Is love an emotion or a choice?
If you’re like many people, you’ll say that it’s an emotion. It’s the floaty, bubbly feeling you get around someone. It’s the perfection of every little thing they do. It’s the pointlessness of the rest of the universe when you’re together. To quote Dean Martin, when the world seems to shine like you’ve had too much wine, that’s amore.
What if I told you you’re wrong? And what if I told you that this definition of love is the biggest cause of failed relationships?
Hear me out.
Relationships are hard. Lots of people say that. And on a surface level, if you’ve been in a relationship, you understand the truth of the statement intuitively. But let’s look deeper. If love is an emotion, how can relationships be hard? Deciding to keep working on a project even though it’s complicated and difficult is hard. Deciding to not give up on your little sister even though she’s being an entitled brat is hard. Deciding to apologize to your lover after a fight is hard.
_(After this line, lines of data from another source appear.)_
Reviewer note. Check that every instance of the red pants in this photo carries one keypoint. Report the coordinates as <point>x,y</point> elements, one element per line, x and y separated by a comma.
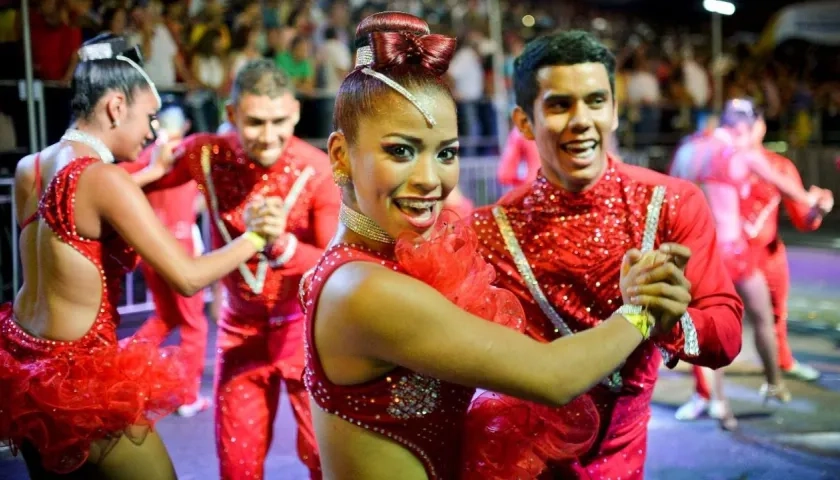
<point>174,310</point>
<point>250,368</point>
<point>773,264</point>
<point>621,448</point>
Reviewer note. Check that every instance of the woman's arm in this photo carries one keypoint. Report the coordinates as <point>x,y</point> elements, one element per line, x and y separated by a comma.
<point>121,203</point>
<point>395,318</point>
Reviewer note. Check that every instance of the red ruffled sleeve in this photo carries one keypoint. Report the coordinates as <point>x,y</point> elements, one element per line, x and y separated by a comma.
<point>504,437</point>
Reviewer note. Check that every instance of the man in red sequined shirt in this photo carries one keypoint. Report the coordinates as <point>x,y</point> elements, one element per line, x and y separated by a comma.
<point>761,221</point>
<point>759,214</point>
<point>175,207</point>
<point>558,243</point>
<point>260,334</point>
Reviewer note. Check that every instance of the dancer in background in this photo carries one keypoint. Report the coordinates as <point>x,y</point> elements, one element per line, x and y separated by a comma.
<point>75,401</point>
<point>760,217</point>
<point>175,207</point>
<point>518,152</point>
<point>400,332</point>
<point>260,328</point>
<point>558,244</point>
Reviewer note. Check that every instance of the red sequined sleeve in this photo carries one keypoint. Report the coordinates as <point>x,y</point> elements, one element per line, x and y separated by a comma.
<point>511,158</point>
<point>181,172</point>
<point>709,334</point>
<point>801,215</point>
<point>324,212</point>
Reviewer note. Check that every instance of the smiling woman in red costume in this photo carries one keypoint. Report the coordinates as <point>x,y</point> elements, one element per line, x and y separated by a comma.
<point>401,332</point>
<point>75,401</point>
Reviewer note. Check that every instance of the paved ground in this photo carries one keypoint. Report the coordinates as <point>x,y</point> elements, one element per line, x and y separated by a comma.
<point>799,441</point>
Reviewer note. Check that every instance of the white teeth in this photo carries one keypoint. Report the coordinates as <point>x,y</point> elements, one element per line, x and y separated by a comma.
<point>418,204</point>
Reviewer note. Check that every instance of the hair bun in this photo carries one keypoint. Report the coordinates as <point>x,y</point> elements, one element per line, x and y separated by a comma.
<point>106,46</point>
<point>432,52</point>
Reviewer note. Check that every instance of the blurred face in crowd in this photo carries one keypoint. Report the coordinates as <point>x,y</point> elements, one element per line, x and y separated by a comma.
<point>574,116</point>
<point>301,50</point>
<point>118,22</point>
<point>265,124</point>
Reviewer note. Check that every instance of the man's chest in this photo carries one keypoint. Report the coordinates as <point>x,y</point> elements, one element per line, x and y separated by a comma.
<point>229,188</point>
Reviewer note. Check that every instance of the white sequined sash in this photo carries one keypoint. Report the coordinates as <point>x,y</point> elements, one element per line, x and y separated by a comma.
<point>255,281</point>
<point>613,381</point>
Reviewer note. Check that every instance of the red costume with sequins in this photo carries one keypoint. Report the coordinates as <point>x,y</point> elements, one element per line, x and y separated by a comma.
<point>60,396</point>
<point>560,253</point>
<point>260,335</point>
<point>428,416</point>
<point>761,224</point>
<point>175,207</point>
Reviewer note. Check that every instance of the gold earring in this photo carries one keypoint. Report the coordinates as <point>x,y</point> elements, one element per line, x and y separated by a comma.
<point>341,178</point>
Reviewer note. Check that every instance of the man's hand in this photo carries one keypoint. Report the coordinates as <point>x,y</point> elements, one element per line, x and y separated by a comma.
<point>664,288</point>
<point>825,199</point>
<point>163,157</point>
<point>267,216</point>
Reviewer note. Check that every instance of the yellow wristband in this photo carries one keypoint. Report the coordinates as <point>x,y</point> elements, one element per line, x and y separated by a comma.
<point>256,240</point>
<point>639,318</point>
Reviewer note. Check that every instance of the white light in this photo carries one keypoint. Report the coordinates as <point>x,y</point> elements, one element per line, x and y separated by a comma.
<point>599,23</point>
<point>719,6</point>
<point>528,21</point>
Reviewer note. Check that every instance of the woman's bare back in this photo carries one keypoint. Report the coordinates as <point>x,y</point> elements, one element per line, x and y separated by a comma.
<point>62,289</point>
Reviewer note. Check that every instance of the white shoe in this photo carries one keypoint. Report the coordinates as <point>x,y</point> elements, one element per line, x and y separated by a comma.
<point>718,409</point>
<point>693,409</point>
<point>192,409</point>
<point>803,371</point>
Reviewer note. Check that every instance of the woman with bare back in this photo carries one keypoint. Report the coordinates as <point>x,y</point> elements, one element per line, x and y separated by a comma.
<point>403,322</point>
<point>76,402</point>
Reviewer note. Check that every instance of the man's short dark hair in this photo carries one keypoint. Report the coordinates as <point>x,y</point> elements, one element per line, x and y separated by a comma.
<point>739,110</point>
<point>260,77</point>
<point>558,49</point>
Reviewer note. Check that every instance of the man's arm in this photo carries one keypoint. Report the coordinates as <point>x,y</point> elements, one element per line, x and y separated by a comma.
<point>511,157</point>
<point>709,334</point>
<point>289,255</point>
<point>152,175</point>
<point>804,217</point>
<point>758,164</point>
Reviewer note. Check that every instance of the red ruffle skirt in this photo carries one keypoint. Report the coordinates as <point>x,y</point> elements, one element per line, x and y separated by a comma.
<point>62,396</point>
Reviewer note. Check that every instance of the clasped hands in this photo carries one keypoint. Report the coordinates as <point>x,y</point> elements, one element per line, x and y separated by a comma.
<point>656,280</point>
<point>266,216</point>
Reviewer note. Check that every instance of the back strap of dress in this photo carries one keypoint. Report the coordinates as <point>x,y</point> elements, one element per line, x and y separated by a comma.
<point>35,215</point>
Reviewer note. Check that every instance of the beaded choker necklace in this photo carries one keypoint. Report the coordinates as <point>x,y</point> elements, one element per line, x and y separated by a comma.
<point>89,140</point>
<point>363,225</point>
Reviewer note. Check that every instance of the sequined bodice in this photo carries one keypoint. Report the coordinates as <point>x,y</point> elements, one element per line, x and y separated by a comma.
<point>424,414</point>
<point>110,254</point>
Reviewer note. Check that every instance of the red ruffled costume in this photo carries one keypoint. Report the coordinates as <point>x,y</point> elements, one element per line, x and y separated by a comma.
<point>494,438</point>
<point>60,396</point>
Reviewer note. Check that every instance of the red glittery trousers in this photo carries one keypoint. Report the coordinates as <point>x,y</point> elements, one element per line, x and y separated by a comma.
<point>773,264</point>
<point>173,310</point>
<point>621,448</point>
<point>250,368</point>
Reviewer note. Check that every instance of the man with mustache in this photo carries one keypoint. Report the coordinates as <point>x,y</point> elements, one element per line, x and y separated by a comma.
<point>558,243</point>
<point>260,333</point>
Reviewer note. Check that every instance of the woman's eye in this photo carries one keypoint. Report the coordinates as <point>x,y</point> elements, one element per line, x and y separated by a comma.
<point>448,154</point>
<point>400,151</point>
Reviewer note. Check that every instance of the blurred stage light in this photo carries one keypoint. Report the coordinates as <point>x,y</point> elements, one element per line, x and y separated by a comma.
<point>528,21</point>
<point>719,6</point>
<point>599,23</point>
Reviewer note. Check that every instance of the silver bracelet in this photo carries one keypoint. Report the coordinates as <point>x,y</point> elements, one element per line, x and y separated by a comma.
<point>288,252</point>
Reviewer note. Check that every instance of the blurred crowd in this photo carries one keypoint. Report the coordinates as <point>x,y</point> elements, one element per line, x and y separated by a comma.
<point>664,80</point>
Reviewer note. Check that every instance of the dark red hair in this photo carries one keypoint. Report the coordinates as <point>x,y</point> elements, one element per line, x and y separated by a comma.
<point>404,50</point>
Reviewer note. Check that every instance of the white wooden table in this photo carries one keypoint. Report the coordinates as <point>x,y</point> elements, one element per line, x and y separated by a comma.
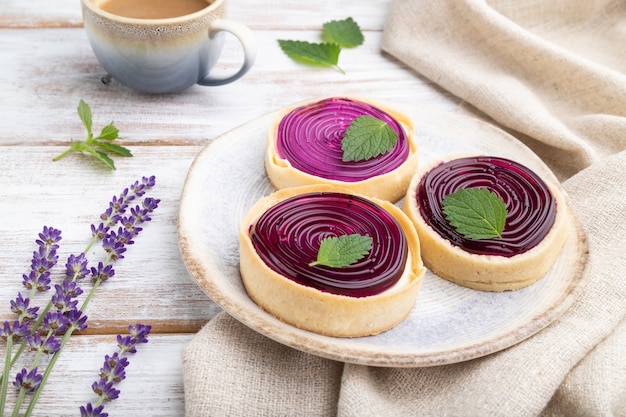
<point>46,67</point>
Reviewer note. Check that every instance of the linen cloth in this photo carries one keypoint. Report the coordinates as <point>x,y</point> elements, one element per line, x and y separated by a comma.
<point>552,73</point>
Being happy isn’t hard. Being sad isn’t hard. Being angry isn’t hard. And being in love isn’t hard.
What’s hard is maintaining a relationship.
Thus, there have to be multiple components to love. One part is of course the feeling awesome at the beginning, but another is what many people call commitment: the choice to be together, to care about each other, to support each other through thick and thin and such. From experience, the latter is much more important. Your brain acclimates to anything after a while, even the company of The Perfect Person™, and eventually the emotion will fade. Your commitment will not. Do you honestly think that those couples who’ve been together for 70+ years are still love-drunk?
What does this have to do with failed relationships, long distance ones especially?
If you think that love is an emotion, you’ll just quit when you acclimate to their presence and the emotion leaves. You’ll think you don’t love them anymore. In reality, you’re simply no longer infatuated – that’s the term I’ve come to realize refers to that initial state of love-drunkenness. You’re perfectly capable of continuing to love that person if you simply commit.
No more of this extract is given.